We are pleased to announce the 2014 Local Food Victories!
1. The Ypsilanti Local Food Ordinance - The ordinance began its path to victory through participatory planning and mobilizing community voices to identify priorities around food systems. The result was the drafting and passage of a number of exciting food ordinances that legalized food growing on vacant land and front yards, introduced zoning changes that help brewers and distillers operate more freely, and will hopefully get hoophouses approved, too. Accepting: Amanda Edmonds.
2. Fair Food Network - The FFN succeeded in getting its Double Up Food Bucks Program model inserted into federal legislation. This innovative program gives funding to farmers’ markets across the state so that they can double the purchasing power for customers using federal food assistance dollars. It was so successful that Congress included fruit and vegetable incentive programs in our new farm bill, ensuring equal access by all to fresh, nutritious produce. Accepting: Rachel Chadderdon-Bair.
3. Washtenaw County Office of Community and Economic Development -OCED executed a study, by leading local economist Michael Shuman, of the economic impact of shifting 20% of Washtenaw County's food system to local products (with detailed analysis on doing so just in Eastern Washtenaw County). They also worked towards drafting a local procurement policy for the county, which is a great policy change to support local vendors- including local food! Accepting: Tony VanDerworp.
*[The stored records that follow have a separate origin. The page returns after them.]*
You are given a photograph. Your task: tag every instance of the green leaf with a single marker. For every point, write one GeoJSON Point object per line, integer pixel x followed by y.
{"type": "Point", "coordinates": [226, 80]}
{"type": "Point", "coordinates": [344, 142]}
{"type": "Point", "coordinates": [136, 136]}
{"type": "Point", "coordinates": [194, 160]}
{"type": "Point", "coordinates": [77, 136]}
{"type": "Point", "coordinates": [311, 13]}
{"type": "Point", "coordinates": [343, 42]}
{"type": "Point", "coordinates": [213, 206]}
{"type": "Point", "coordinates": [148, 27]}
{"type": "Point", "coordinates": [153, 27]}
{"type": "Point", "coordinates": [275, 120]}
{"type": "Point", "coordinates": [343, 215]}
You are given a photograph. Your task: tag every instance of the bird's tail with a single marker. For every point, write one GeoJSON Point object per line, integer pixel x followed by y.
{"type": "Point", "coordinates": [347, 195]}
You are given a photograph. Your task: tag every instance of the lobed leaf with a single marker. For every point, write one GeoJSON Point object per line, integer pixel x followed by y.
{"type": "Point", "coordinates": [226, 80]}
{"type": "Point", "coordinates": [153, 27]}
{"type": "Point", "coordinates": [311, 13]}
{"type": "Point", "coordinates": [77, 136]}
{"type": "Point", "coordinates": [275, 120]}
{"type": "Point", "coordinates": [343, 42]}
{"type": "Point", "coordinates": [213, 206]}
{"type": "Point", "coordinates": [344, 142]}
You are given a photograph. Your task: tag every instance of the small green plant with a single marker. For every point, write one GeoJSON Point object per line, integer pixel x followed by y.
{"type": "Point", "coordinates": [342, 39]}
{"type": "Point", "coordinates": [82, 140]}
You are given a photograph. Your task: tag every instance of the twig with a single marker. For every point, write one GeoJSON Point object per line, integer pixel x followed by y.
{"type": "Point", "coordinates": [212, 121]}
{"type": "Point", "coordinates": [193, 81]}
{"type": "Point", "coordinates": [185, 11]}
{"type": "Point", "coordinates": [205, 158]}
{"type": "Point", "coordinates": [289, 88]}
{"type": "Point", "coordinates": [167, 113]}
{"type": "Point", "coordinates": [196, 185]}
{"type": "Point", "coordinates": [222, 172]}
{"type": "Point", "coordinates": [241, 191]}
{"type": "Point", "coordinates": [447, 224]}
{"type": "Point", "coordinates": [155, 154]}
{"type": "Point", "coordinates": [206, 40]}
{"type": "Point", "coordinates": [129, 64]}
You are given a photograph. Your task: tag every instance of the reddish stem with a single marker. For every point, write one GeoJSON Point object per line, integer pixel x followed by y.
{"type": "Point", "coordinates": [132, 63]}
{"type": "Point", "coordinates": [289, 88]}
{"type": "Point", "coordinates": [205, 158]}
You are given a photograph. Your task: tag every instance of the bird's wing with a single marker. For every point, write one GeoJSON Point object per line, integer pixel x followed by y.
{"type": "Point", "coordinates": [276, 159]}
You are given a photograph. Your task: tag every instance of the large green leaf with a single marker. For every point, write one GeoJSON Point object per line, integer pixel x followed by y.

4. Dexter Community Schools - Dexter Schools are among a growing number of schools across the country working to bring in more fresh, locally-sourced foods, and foster students’ connection to where their food comes from. They have been experimenting with a wildly delicious Farm to School program, school gardens, cooking classes, school food trade shows, and partnerships with local chefs, such as Alex Young from Zingerman’s Roadhouse. These activities teach kids the importance of eating healthy and connect students to their community’s agricultural heritage, while supporting our local economy. Such efforts represent multi-stakeholder partnerships between local non-profit organizations, local businesses, school staff, teachers, administrators, parents, community volunteers, and local farmers. Accepting: Caitlin Joseph.
5. UM Sustainable Food Systems Initiative - UMSFI was responsible for hiring a cluster of 4-5 new faculty members working jointly, across disciplines, to research and teach about food systems. This great effort has led to a flurry of excitement around campus on this topic including renewed development of the Campus Farm, the UM Sustainable Food Program and many other activities. Accepting: Ivette Perfecto & Catherine Badgley.
6. Washtenaw Food Hub - The food hub will be having its grand opening this year after restoring a 16 acre property and developing a community of food and farm businesses, establishing 3 commercial processing kitchens, and serving as the new home of its first tenant - The Brinery. The Washtenaw Food Hub seeks to establish environmental, economic and individual health as the standard for a sustainable food system in our area. Accepting: Deb Lentz & Richard Andres.
7. Feral Foods - This small, permaculture Community Supported Farm has displayed their merits well by getting off the ground and running, even through the difficult times of overpowering seasonal weather. Each month, Feral Foods CSA brought people together through a farm breakfast, where they raised money for various non-profits within Washtenaw County. Accepting: Britt & Pat Keene
8. Nature and Nurture Seeds + Ann Arbor Seed Company - These companies have been working on seeds for many years and have launched seed companies right here at home - “Nature and Nurture Seeds,” and the “Ann Arbor Seed Company” - both Ann Arbor based seed companies offering open-pollinated, sustainably grown, and public domain vegetable seeds. They seek to be a catalyst for the preservation and innovation of food seed biodiversity in the Great Lakes region, helping to build resilient, regionally based, sustainable food systems that provide healthy food for all. They are working to grow as many seeds locally as possible. Their model is one of transparency, which is sorely lacking in the seed industry. Accepting: Erica Kempter, Mike Levine & Eric Kampe.
9. Food Gatherers - This year, Food Gatherers completed a warehouse expansion that has and will continue to increase the quantity and quality of nutritious food available to people in need in Washtenaw County. Since the implementation of Food Gatherer’s Food Security Plan, at least 50% of food distribution efforts have been perishable produce and protein items. In addition to nearly doubling their overall food distribution capacity, the expansion created more than 150 pallet spaces of cold and freezer storage (originally, just 32 pallet spaces), which allows Food Gatherers to maintain their commitment to nutrition initiatives and distribute even more produce and protein items. Accepting: Eileen Spring.
10. Local Food Hero - Jason Frenzel We honor Jason this year as a local food hero for his unrelenting commitment to advancing a fair, just, and sustainable local food system. He has contributed thousands of hours over the years to support the local food movement and his positive attitude, enterprising spirit, and leadership brings the local food community closer together.